Limits of species ranges are often associated with particular climatic conditions or isotherms. Further evidence that climate is indeed a main driver of species’ distributions is that many species have undergone range shifts towards higher latitudes or elevations under recent global warming. However, there are also species that have gained little terrain at the cool end of distributions and retracted strongly from the warm end. As evolutionary biologists we need to answer the pressing question: What constrains the evolution of the climate niche at distribution boundaries? The short answer is: We do not know.

Overall objectives. I argue that the breakthrough will come from connecting predictions of recent eco-evolutionary models with the genetic architecture of range-limiting traits. This novel framework will be used to test the suggested environmental, demographic and genetic determinants of elevational range limits within a set of plants in the Swiss Alps. My focus on elevational distribution limits is motivated by the fact that temperature is linked with both elevational and geographic range limits in many species worldwide, but elevational gradients are easier to study than latitudinal gradients because they are short.

Specific aims.
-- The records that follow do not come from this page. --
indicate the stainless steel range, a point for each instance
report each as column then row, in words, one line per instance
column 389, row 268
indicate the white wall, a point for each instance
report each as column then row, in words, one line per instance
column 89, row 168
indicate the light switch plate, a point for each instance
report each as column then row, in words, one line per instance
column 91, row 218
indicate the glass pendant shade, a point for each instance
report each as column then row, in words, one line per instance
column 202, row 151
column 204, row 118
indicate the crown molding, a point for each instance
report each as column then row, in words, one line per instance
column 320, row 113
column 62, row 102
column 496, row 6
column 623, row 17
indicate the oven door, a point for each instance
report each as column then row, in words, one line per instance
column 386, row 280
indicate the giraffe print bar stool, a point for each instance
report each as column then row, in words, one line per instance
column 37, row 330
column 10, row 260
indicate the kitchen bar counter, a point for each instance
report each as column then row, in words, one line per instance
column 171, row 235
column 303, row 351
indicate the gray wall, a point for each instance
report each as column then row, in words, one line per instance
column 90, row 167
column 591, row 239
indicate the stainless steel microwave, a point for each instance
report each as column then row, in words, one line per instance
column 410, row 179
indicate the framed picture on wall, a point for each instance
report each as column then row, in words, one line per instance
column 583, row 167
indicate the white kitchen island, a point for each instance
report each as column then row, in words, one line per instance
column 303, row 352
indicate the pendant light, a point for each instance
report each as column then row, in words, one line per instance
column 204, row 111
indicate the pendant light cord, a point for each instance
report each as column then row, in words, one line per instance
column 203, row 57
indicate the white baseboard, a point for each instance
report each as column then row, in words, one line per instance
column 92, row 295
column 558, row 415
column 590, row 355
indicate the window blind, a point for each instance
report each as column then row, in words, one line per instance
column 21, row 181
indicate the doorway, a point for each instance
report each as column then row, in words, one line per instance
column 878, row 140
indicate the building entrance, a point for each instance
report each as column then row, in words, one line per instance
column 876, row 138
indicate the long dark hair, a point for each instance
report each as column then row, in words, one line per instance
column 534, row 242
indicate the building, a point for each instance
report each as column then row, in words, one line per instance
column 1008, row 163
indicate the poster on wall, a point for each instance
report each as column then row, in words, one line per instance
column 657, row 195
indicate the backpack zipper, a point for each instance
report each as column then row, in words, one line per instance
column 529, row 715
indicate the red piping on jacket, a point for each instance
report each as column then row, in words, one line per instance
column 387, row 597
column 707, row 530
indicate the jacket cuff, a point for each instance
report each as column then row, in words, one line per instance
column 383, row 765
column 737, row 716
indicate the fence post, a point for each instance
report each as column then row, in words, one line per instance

The proposed research will assess the potential determinants of range limits in 6 plant species with different elevational ranges. Assessments will focus on two mountain areas extending from 600 m to 3000 m over a few km. The first 3 studies are aimed at parameter estimation:

(1) Fine-scale distribution modelling will reveal the range-limiting climatic variables and how rapidly they change along the gradient.

(2) Sequencing of individuals will allow the estimation of load due to dispersal, drift-effective population size, and signatures of past climate adaptation.

(3) Crossing experiments will be performed to (a) calculate the genetic architecture of traits involved in coping with the most limiting aspects of climate, and (b) estimate genotypic selection on these traits at four elevations.

In study 4, we will verify the importance of parameters estimated in studies 1-3 using spatially explicit eco-evolutionary simulations, comparing predicted with observed distributions.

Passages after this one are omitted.